IDS mailing list archives

Re: Need advices regarding signature tunning...


From: Jeremy Bennett <jeremyfb () mac com>
Date: Mon, 24 Sep 2007 09:59:54 -0700


On Sep 21, 2007, at 11:13 AM, Jason wrote:



Jean-Pierre FORCIOLI wrote:
Hi,

I reviewed several IDS/IPS products and I concluded that there is two kind
of signatures languages.
First one, the simplest, allows attack detection customization by changing some value in the signature, or allows creating new attack by adding a one
line rule (snort rule).

Simple snort rule.

I'd call this the pattern-matching approach, More to the point 'pure pattern matching.' These are often the easiest to understand and to write. You generate or otherwise conceive of the traffic you want to detect and you write a regular expression, or similar, to match it. More advanced pattern matching engines will allow you to set simple state variables based on patterns and to use those state variables as conditions in later patters. These are still basic pattern matchers, though. The other advantage to this approach is that performance is often much easier to attain. Tons of research has gone into this are and just about every hardware designer has proposed a network-level chip that will do fast pattern matching on traffic. However, as protocols become more complex and vulnerabilities move up the OSI stack simple pattern matching becomes limited. Each layer of the stack introduces its own ambiguities and can result in many different ways a single exploit can be transferred. Almost all IDS systems now do some form of URL normalizing for example but this is only the tip of the iceberg. You can, of course, overcome a lot of this by using more and more rules and generating more and more state but maintaining the rule sets becomes cumbersome and will, eventually, stretch the capabilities of even the best chips and systems. The final challenge to this approach is that it is, inherently, stream-based. The system will analyze a TCP connection from start to finish in one direction or a set of UDP packets that have been merged (or not) into a single stream. Often these streams are unidirectional with only minimal state shared between the upstream and downstream sessions.
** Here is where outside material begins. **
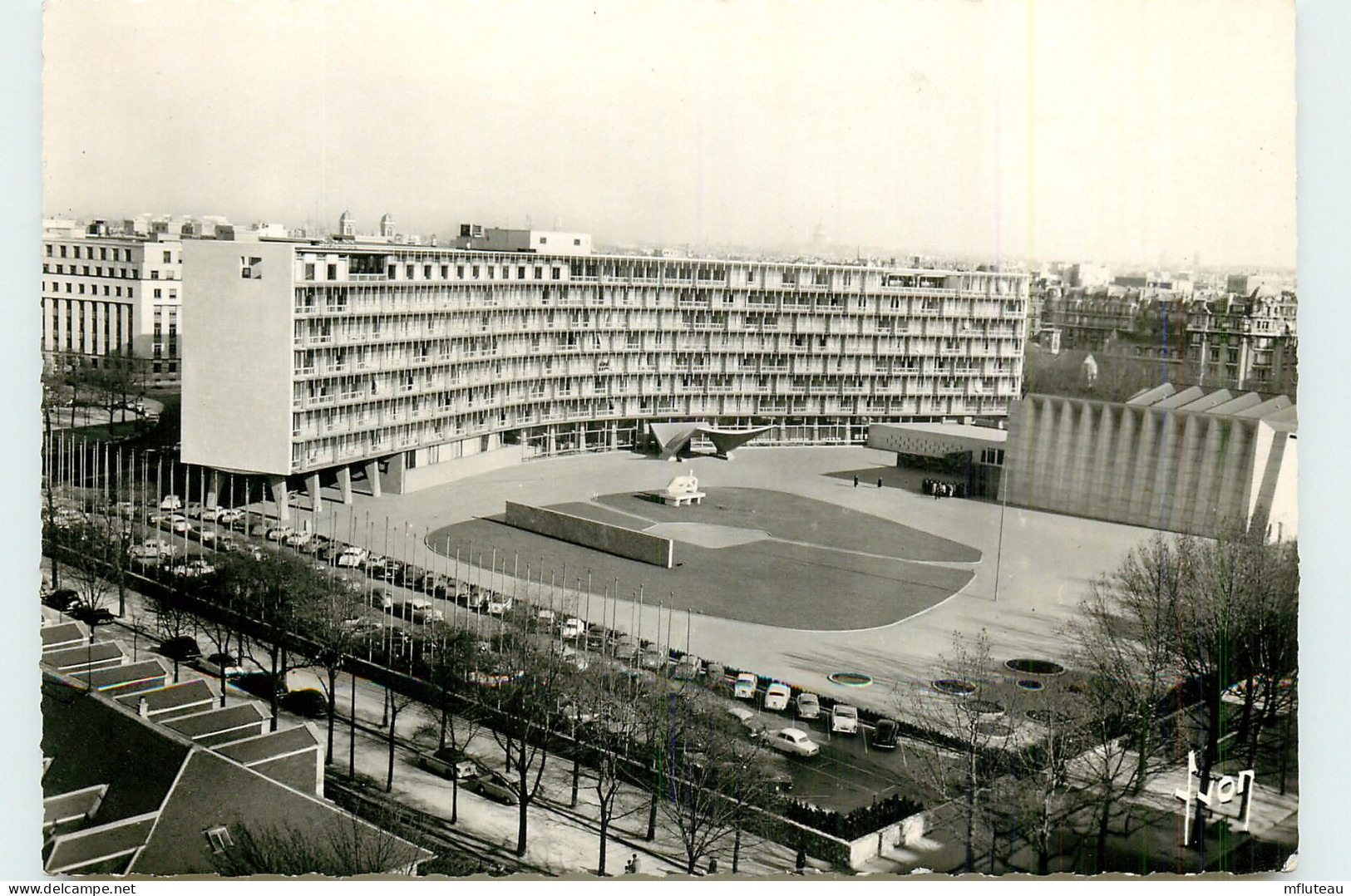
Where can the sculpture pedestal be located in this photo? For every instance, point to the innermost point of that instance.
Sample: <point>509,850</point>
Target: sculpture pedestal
<point>678,500</point>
Second one, the hardest, allows full signature or new protocol state machine
development. by mean of a complete programming language (N-code).

Multiple Snort rules to model protocol state.
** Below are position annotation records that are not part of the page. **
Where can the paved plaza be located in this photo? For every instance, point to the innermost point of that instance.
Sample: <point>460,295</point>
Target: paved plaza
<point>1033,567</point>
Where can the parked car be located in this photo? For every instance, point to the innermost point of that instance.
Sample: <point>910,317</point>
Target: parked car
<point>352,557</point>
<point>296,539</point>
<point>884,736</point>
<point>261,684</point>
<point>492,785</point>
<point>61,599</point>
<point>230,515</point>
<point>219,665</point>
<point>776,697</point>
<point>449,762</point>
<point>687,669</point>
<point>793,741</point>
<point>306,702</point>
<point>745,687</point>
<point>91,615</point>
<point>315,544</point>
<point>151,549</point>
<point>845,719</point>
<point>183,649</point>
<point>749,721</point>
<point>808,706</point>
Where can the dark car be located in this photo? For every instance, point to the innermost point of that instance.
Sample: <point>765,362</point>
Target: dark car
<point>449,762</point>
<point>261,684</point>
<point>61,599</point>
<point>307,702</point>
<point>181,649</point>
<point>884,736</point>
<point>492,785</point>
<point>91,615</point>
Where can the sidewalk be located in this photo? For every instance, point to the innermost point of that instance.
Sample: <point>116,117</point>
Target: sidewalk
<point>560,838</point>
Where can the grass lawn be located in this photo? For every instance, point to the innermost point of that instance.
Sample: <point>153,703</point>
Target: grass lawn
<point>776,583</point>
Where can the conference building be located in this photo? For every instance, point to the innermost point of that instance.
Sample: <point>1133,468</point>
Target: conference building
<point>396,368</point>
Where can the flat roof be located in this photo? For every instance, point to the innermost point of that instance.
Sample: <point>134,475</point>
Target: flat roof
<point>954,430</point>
I'd say multiple snort rules fall into the category of pattern matchers. The other approach is code-based. Just like vulnerable clients and servers write their protocol parsers in full featured, turing-complete, languages this approach uses some programming language to implement bits of code that handle specific sets of traffic. Many approaches are possible here. Usually the system is built from some set of protocol engines. Each engine understands and processes a given protocol and will analyze it for exploits and vulnerabilities. Most vendors that take this approach use a custom designed language that continues to provide a strong pattern-matching platform as well as the ability to build complete engines. Obviously, the strength here is in the flexibility and completeness possible when you can exactly mirror what is going on in a particular vulnerable client or server. Likewise this approach makes it very easy to implement a system that will find known exploits, attempts on known vulnerabilities, and even protocol or usage anomalies. Engines can be extremely high performance and can be mixed, matched, and layered to accurately model the real-protocol stacks in use. The downside here is that these things are often hard to write. The power of a full programming language comes with the baggage of a full programming language. Subtle bugs can render a system useless. Poor programming can bring even the beefiest IPS processor to its knees. Finally, someone needs to maintain all of these engines as the protocols evolve and new servers and clients are released. Every update needs to be fully QAed to make sure it did not break anything, etc.


Finally, I should point out that ever IPS system really does both of these approaches. The difference is where in the OSI stack they stop writing engines and start writing patterns. Some use engines only at layers 2-3. Others take engines all the way up to layer 7 and beyond.